What is the view of gamification in India? Its purpose?

Gamification, as well as games, is still in its infancy in India. While social media is generally accepted, the biggest challenge is convincing stakeholders that games have a place in the workplace. As a result, the barrier to adoption is very high.

Once enterprises actually see a demo of what is possible, and how other organizations are using the concept of gamification effectively, the road is much smoother. At eMee, pilot studies/demos have been the best way to convince management that game principles contribute to learning and productivity.

The biggest promise gamification brings is that it is a proper solution for many organizations. Most organizations have adopted IT and automation very strongly and effectively, and achieved the first level of integration/productivity/efficiency. Excited about the first wave of success, IT is looking for ways to do it better—gamification provides that.

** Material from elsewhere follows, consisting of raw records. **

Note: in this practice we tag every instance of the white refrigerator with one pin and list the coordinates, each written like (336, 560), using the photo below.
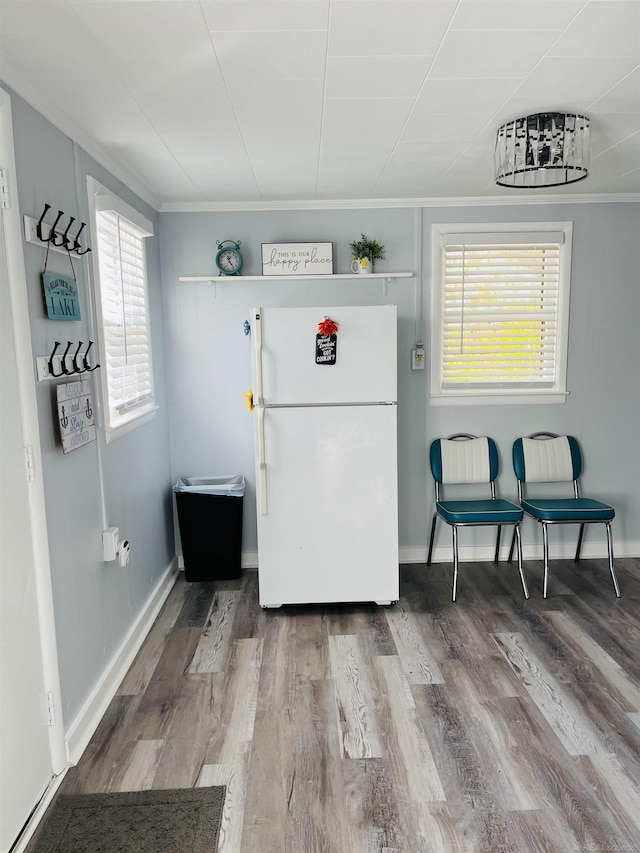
(326, 454)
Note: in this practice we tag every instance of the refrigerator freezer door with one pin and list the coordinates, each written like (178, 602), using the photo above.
(365, 369)
(331, 530)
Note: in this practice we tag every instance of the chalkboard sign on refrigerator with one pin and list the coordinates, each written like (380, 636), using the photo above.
(326, 349)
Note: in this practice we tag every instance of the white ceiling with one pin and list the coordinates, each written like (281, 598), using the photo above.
(242, 103)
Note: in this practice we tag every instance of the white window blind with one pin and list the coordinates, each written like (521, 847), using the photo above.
(125, 317)
(500, 311)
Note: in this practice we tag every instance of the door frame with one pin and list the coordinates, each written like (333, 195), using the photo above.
(31, 437)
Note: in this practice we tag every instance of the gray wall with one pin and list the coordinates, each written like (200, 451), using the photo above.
(95, 603)
(209, 360)
(207, 363)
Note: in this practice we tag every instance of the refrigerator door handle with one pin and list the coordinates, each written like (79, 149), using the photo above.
(262, 465)
(257, 331)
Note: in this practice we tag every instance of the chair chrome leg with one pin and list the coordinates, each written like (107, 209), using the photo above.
(455, 560)
(611, 569)
(516, 533)
(545, 546)
(579, 545)
(513, 540)
(433, 533)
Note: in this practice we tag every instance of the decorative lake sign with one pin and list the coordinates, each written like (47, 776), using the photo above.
(61, 297)
(326, 349)
(281, 259)
(75, 415)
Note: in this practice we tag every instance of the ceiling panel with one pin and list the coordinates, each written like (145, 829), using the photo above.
(376, 76)
(579, 82)
(267, 100)
(513, 15)
(274, 55)
(394, 28)
(490, 53)
(602, 30)
(260, 15)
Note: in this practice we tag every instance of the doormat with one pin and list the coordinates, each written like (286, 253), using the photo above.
(186, 820)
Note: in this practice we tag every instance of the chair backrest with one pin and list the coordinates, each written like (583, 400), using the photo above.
(547, 458)
(464, 458)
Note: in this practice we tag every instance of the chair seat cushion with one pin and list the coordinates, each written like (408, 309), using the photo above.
(568, 509)
(479, 512)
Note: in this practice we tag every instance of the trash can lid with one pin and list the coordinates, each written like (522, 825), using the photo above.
(231, 485)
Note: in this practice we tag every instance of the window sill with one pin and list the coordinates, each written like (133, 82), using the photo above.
(477, 398)
(134, 421)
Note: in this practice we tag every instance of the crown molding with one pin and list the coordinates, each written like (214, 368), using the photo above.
(387, 203)
(60, 120)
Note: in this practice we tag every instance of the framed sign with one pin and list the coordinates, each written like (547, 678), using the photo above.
(75, 414)
(326, 349)
(61, 296)
(281, 259)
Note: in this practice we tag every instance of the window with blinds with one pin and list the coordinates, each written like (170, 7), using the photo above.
(124, 307)
(502, 313)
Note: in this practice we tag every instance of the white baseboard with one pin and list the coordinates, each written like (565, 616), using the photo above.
(38, 813)
(474, 553)
(485, 553)
(248, 560)
(81, 730)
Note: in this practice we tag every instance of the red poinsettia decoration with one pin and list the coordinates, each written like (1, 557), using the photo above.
(328, 327)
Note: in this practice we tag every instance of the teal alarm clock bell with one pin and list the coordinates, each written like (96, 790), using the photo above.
(228, 258)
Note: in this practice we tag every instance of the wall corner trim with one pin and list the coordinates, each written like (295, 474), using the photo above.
(82, 728)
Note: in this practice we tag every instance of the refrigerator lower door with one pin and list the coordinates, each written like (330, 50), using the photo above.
(330, 532)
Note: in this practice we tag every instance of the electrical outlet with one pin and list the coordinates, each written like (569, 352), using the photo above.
(417, 358)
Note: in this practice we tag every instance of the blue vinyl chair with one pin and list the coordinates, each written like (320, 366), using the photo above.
(464, 459)
(545, 457)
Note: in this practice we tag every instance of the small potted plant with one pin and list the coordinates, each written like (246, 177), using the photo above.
(365, 253)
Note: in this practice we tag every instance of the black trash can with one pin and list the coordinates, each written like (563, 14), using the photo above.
(210, 521)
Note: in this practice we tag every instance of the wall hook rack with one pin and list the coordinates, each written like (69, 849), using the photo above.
(67, 363)
(53, 236)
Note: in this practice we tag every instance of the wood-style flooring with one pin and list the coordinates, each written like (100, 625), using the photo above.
(489, 724)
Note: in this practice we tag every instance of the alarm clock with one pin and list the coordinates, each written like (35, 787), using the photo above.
(228, 258)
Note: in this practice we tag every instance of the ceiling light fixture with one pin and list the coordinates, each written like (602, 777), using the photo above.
(542, 150)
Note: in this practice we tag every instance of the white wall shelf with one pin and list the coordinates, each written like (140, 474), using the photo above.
(236, 278)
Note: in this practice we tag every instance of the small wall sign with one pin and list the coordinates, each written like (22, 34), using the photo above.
(281, 259)
(61, 296)
(75, 415)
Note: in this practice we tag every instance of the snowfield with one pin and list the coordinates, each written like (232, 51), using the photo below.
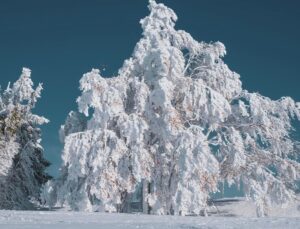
(234, 213)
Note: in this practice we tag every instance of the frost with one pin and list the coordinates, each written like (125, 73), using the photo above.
(176, 117)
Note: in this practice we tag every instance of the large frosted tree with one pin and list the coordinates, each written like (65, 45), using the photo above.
(177, 117)
(22, 164)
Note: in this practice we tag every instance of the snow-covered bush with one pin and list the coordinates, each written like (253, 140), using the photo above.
(176, 116)
(22, 165)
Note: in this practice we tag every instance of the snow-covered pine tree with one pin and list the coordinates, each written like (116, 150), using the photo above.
(177, 117)
(22, 165)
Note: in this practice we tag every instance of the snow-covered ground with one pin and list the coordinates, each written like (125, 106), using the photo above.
(230, 214)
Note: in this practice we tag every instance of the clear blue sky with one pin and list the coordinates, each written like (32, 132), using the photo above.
(62, 39)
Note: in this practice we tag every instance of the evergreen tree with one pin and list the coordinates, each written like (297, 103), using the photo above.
(22, 165)
(177, 117)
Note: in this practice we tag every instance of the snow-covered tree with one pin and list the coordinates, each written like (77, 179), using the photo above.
(22, 165)
(177, 117)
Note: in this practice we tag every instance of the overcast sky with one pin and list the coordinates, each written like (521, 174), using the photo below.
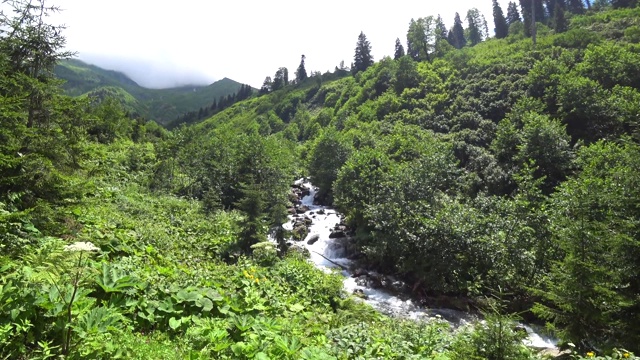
(163, 44)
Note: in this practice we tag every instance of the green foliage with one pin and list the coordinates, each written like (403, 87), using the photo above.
(496, 166)
(162, 105)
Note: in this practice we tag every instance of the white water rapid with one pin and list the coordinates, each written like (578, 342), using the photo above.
(330, 254)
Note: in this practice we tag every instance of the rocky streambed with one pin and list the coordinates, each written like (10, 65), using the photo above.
(321, 232)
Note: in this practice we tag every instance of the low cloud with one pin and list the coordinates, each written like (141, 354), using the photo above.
(149, 73)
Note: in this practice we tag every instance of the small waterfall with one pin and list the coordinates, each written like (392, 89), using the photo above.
(329, 254)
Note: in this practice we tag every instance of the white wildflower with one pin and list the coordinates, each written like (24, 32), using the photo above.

In what capacities is gamification used (ex. enterprise, learning, commercial, etc.) at eMee? What are some deliverable results you can tell us in terms of success rates?

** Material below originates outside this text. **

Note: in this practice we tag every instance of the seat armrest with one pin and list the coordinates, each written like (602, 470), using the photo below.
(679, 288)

  1. Crowdsourcing of performance appraisal, continuous feedback and mentoring—a typical HR use case—we started off with deploying eMee at Persistent itself for a global workforce of over 7000 employees.

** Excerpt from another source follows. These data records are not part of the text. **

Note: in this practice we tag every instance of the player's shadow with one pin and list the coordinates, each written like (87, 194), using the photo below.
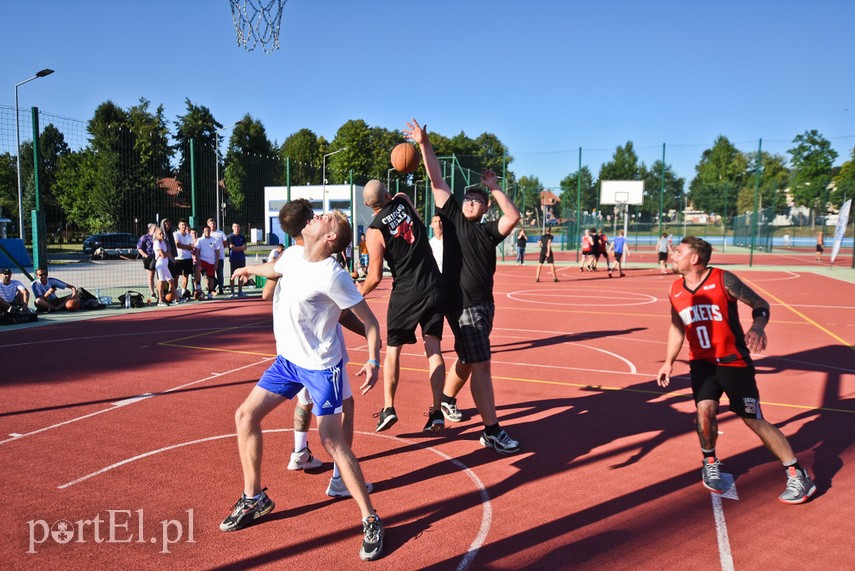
(526, 344)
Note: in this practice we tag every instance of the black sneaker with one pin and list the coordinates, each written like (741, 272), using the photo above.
(246, 511)
(436, 422)
(372, 541)
(503, 444)
(387, 418)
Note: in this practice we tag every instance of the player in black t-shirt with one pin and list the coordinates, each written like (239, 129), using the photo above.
(398, 236)
(468, 267)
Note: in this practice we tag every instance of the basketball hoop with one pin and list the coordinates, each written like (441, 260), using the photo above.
(257, 22)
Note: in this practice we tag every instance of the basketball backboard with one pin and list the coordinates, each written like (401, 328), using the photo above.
(622, 192)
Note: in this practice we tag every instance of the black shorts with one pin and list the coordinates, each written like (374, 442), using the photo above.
(472, 327)
(183, 267)
(710, 381)
(405, 314)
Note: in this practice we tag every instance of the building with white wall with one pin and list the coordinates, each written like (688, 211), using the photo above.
(338, 197)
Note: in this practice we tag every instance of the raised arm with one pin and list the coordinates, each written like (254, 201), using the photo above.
(755, 337)
(441, 192)
(510, 213)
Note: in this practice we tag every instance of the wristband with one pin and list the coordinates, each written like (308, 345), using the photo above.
(760, 312)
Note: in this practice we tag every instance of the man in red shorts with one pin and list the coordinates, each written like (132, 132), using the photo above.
(704, 309)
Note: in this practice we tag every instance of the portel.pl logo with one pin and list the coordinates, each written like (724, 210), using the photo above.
(114, 526)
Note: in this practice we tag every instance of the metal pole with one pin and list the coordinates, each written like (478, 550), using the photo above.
(39, 74)
(756, 197)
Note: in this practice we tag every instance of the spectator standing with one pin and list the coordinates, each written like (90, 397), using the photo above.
(522, 241)
(237, 257)
(145, 247)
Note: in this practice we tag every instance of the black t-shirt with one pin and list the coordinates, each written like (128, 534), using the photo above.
(470, 256)
(544, 243)
(408, 252)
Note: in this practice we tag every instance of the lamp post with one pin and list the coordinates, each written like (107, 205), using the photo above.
(39, 74)
(324, 175)
(219, 207)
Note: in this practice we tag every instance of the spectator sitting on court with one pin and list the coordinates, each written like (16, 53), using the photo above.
(44, 291)
(12, 292)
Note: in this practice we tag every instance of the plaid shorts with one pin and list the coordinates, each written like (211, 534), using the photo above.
(471, 328)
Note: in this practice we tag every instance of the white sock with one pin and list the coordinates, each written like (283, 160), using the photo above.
(301, 440)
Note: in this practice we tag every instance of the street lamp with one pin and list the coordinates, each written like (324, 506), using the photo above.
(39, 74)
(218, 206)
(324, 175)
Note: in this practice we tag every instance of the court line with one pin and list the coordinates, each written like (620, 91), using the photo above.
(803, 316)
(486, 504)
(117, 407)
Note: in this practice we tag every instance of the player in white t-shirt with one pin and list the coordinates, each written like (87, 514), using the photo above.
(307, 305)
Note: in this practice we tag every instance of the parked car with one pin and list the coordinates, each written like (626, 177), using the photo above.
(111, 245)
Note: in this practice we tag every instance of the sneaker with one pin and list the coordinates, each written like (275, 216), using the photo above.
(435, 421)
(337, 489)
(387, 418)
(246, 511)
(503, 444)
(372, 540)
(711, 476)
(303, 460)
(450, 411)
(799, 487)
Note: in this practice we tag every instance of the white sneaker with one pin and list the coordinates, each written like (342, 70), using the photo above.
(337, 489)
(303, 460)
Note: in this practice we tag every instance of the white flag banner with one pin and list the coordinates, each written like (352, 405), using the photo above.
(842, 221)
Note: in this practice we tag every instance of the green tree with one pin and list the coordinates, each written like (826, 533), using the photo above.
(252, 163)
(303, 149)
(811, 163)
(671, 198)
(720, 173)
(844, 182)
(774, 179)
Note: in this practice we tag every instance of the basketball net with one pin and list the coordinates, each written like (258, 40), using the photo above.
(257, 22)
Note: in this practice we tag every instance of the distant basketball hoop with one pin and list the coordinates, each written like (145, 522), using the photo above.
(257, 22)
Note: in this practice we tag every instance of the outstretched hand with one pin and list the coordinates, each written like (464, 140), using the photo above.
(416, 132)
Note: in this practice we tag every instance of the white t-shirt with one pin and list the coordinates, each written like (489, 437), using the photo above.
(208, 249)
(8, 292)
(185, 239)
(307, 304)
(436, 248)
(222, 238)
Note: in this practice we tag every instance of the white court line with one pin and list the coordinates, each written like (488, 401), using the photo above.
(116, 406)
(486, 505)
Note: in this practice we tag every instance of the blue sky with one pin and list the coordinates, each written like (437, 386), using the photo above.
(546, 77)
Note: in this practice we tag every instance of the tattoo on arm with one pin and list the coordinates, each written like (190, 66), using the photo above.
(746, 295)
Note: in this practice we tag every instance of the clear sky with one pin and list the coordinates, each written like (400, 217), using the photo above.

  2. Platform for a technology forum called Ninja Club at BMC Software—with virtual avatars and collaborative interactions, the idea is to bring back the fun and glamour associated with being a hard core techie—something that is missing in India, where managers are given more respect.

  3. Platform for rewarding behavior in line with a company’s value system

  4. Social eLearning and collaborative knowledge management—currently in the works of being deployed.

  5. Engagement analytics based loyalty program and customer engagement gamification—deployed at multiple eCommerce portals, including India’s first loyalty program for cab companies.

  6. Training and managing the sales team—helping them understand which opportunities to go after, by mapping it into a simple and fun to learn fishing game

Results: Referring to part (5), increase in 15-20% in repeat customers/trips, and increase by more than 10x on average in user visits to website, at TCabs within a month of deployment of eMee’s loyalty program.

What do you see as the future of gamification in India?

Based on the size and age group (around 30% of the population are between the age of 14-24, the gaming age in India) of the potential user base, Siddhesh believes gamification is at the beginning of a major wave in India and countries with similar demographics.

However, he believes that India should start practicing appropriate game design practices to ensure that gamification is a facilitator to efficiency and productivity, not a hindrance.

Referring to the Geert Hofstede’s cultural dimensions, Siddhesh believes that we should understand how India plays games as a culture so that games are designed with the proper logic that will be received well.

One important element derived from these dimensions is the concept of team and manager. Indians accept hierarchies. Therefore, managers want to see data for their “juniors”, people want to be able to control the “game” in respect of employees that report to them. While sharing and collaboration at an organization level is fine, most managers want to be able to see “everything possible” for “team members reporting to them”. Most workflows and data streams therefore need to have role based and hierarchy based access and authorization built in as a fundamental building block.

To me, it seems that gamification’s essence is the same throughout the world—gamification is a key to raising the level of efficiency and productivity in the workplace. The differences between each country’s gamification practices stem from the unique aspects to their own culture. Playing is human’s natural form of learning. Through cultural, social, geographical, educational, and various other upbringings, the future workforce views games differently. It is up to designers to realize these differences so design is not only unique to the enterprise, but also the society.